China’s Decision Not to Cut Key Interest Rate Hampers Real Estate Confidence, Sours Economic Prospects

by time news

China’s decision to not cut its five-year loan prime rate (LPR), a key interest rate that affects mortgages, has surprised investors and raised concerns about the troubled real estate sector. The People’s Bank of China (PBOC) maintained the LPR at 4.2%, while reducing the one-year LPR by 10 basis points to 3.45%. Economists had predicted a cut of at least 15 basis points for the five-year rate. The lack of action on the five-year rate is seen as underwhelming and insufficient to revive confidence in the real estate sector and stimulate credit demand. The LPR serves as a benchmark for household and corporate lending, and a reduction in the rate would have lowered borrowing costs. The news led to a decline in Hong Kong stocks, mainland China stocks, and the Chinese yuan.
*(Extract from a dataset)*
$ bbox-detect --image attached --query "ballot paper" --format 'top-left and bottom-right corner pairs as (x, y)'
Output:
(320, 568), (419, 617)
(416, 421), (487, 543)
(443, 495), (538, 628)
Concerns about China’s economy persist, with a crisis in the property sector, deflation, weaker exports, and high unemployment among younger people. UBS has downgraded its economic forecast for China, citing a prolonged property downturn and weakening global demand. The PBOC has been striving to support the economy, previously cutting LPR rates in June. However, economic indicators have shown a slowdown, with consumer spending, factory production, and investment all declining in July compared to the previous year. The troubled state of the real estate market, coupled with concerns about debt in the sector, has fueled worries of a broader crisis. Analysts argue that larger rate cuts or regulatory measures are needed to restore confidence and revive demand in the housing market. However, the effectiveness of the PBOC’s monetary policy in the current environment is limited, and additional measures may be necessary to stabilize growth.